Purpose: An increased incidence of thromboembolic events was observed during treatment with cisplatin-gemcitabine plus SU5416 (CG+SU5416), a tyrosine kinase inhibitor targeting the vascular endothelial growth factor (VEGF) receptor-1 and -2. Nine thromboembolic events occurred in eight of 19 patients. We performed an analysis of parameters of the coagulation cascade and vessel wall activation.
Materials and methods: Markers for thrombin generation and endothelial cell activation were measured in three patients treated with CG+SU5416, two of whom developed a thromboembolic event. The results were compared with measurements in six patients treated with CG alone, and in 17 patients treated with SU5416 alone.
Results: During cycles 1 and 2 of treatment with CG+SU5416, a significant cycle-dependent activation of both the coagulation cascade and endothelial cells occurred, whereas platelet counts decreased. Change in platelet number had a significant negative predictive effect on soluble (s)-E-selectin levels. Significant activation of the coagulation cascade only was observed in the patients treated with CG alone, whereas in patients treated with SU5416 alone, significant endothelial cell activation was observed.

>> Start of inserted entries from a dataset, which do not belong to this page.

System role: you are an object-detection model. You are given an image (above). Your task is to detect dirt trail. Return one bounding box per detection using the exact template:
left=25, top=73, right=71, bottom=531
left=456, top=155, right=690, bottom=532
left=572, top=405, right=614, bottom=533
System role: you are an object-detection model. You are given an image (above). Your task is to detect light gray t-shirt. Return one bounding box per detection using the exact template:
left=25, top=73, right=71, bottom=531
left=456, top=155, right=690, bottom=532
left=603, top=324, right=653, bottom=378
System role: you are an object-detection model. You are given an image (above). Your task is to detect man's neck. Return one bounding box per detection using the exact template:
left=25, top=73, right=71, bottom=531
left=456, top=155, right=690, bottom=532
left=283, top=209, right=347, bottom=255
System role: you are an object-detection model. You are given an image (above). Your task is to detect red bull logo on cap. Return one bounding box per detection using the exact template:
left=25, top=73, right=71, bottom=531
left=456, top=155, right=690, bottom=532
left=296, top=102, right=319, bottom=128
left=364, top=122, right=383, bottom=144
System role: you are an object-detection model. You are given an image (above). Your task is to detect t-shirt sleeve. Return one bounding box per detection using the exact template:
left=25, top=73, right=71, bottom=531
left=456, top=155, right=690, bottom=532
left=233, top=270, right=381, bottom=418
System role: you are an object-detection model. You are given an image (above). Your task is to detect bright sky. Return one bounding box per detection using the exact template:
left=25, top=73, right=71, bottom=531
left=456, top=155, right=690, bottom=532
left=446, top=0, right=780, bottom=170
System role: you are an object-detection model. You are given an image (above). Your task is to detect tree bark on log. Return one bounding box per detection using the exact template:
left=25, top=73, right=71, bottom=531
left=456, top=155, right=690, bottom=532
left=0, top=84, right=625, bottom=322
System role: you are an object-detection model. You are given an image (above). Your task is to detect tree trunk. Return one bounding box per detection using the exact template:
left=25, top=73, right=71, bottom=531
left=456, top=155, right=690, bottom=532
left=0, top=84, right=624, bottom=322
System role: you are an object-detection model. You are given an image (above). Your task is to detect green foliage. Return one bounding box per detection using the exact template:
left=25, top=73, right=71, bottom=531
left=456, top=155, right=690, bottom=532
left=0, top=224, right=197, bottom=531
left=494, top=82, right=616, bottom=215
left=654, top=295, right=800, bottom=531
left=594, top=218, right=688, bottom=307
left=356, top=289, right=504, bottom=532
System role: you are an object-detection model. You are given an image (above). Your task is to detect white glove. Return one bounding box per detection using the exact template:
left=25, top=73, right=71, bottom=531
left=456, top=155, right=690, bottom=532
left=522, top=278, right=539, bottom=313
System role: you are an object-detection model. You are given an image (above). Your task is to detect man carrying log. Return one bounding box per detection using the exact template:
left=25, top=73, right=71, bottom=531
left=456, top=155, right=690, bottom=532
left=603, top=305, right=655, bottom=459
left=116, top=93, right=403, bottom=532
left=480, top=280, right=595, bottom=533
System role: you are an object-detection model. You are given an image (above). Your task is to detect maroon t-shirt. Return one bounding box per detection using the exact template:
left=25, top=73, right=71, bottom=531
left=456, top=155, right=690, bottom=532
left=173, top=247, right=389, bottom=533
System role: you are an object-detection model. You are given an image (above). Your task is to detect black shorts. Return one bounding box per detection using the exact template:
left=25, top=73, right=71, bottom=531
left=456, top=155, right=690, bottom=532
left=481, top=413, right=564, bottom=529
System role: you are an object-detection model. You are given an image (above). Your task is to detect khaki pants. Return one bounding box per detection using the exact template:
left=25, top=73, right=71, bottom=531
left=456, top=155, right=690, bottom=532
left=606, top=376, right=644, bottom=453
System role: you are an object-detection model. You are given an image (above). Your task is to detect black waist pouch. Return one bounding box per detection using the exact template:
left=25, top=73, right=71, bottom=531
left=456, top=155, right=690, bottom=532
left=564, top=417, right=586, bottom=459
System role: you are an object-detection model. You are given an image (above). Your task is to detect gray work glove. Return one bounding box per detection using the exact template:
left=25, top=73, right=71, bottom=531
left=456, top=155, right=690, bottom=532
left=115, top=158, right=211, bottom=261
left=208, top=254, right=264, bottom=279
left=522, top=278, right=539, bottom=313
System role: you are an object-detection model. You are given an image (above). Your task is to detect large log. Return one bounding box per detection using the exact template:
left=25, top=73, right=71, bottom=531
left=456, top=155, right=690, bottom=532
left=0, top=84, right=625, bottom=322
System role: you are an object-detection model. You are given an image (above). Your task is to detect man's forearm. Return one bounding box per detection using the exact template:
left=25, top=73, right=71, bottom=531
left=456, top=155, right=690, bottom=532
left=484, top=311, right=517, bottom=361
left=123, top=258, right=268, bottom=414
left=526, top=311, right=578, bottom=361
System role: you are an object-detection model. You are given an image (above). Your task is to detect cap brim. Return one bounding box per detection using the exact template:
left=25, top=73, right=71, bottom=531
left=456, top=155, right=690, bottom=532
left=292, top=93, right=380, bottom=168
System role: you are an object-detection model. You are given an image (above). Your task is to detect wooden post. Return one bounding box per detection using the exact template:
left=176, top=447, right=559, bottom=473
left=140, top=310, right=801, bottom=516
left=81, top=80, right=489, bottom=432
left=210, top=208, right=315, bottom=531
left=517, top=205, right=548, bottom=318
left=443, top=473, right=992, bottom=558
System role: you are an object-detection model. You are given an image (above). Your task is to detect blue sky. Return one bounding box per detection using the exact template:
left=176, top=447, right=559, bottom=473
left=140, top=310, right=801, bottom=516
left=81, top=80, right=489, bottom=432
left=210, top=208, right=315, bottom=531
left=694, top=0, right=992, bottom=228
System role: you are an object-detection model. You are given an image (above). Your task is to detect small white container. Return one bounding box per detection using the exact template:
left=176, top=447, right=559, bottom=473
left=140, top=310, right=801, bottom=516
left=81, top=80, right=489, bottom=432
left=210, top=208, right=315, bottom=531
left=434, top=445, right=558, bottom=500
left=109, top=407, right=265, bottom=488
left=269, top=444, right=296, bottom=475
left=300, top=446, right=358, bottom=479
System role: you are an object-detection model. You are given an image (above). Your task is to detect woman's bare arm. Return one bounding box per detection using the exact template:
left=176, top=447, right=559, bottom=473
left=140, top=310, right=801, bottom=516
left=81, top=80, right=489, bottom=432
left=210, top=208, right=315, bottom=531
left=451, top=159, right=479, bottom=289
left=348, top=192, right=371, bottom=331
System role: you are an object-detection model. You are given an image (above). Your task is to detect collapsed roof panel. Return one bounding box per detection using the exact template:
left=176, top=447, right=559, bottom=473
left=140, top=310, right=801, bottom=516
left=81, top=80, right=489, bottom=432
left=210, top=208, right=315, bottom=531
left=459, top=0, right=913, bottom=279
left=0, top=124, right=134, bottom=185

Conclusion: We hypothesize that endothelial cells deprived of VEGF after exposure to SU5416 became activated and more susceptible to damage during treatment with CG+SU5416, which was aggravated by a transient decrease in platelets, which are, among other things, carriers of VEGF. These results suggests that VEGF, in addition to being a permeability, proliferation, and migration factor, also is a maintenance and protection factor for endothelial cells, and that platelets may have a role in maintaining vascular integrity.